Democrats Consider Replacing Debbie Wasserman Schultz as DNC Chair
Democrats in Washington are considering replacing Democratic National Committee chairwoman Debbie Wasserman Schultz before the party’s national convention in July.
“There is a lot of sentiment that replacing her would be a good idea. It is being discussed quietly among Democratic senators on the floor, in the cloakroom and in lunches,” a senior Senate Democratic source told CNN on condition of anonymity.
Democrats have been fearing that the party will not be able to unify behind the nominee if the DNC chair keeps her seat due to her criticism of the Bernie Sanders campaign following the chaotic Nevada State Convention.
Wasserman Schultz called the Sanders response “anything but acceptable” and compared the convention to a Donald Trump rally.
In response, Sanders endorsed her Democratic congressional opponent Tim Canova in Florida, and said that if he were elected, that he would have Wasserman Schultz removed from her position.
“I don’t see how she can continue to the election.

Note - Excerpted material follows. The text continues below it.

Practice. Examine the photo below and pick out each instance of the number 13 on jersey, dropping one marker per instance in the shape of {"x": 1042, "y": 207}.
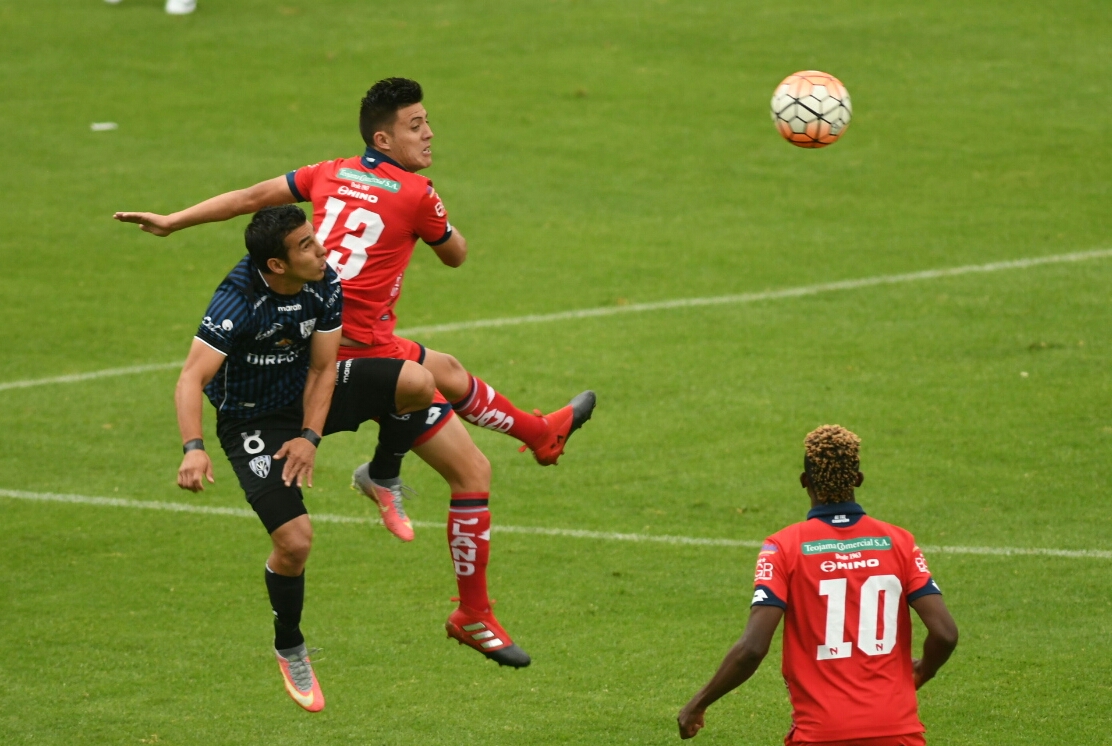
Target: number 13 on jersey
{"x": 373, "y": 227}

How can she open the convention? Sanders supporters would go nuts,” said the lawmaker, who requested anonymity because of the sensitive nature of the discussions.
Despite rumblings from multiple anonymous sources, the Democratic Party has, by-and-large, been supportive of the DNC chair.
House Minority Leader Nancy Pelosi expressed her support for Wasserman Schultz:
“DNC Chairwoman Wasserman Schultz enjoys the support of Members of the House Democratic Caucus for her leadership in unifying the party and winning in November,” Pelosi told CNN.
Maryland Senator Barbara Mikulski, dean of Senate Women, said Wasserman Schultz has done well in moderating the primary fight between Clinton and Sanders:
“I think Debbie Wasserman Schultz has done a good job. If you look at her platform committee appointments, she really gave a lot of room to Bernie supporters,” Mikulski said, referencing the Democratic National Committee conceding five of the fifteen chairs on the party platform committee to Sanders. Clinton will get to name six of the chairs, and DNC chair Debbie Wasserman Schultz would get to name the remaining four.
Normally, the DNC chair appoints all fifteen members.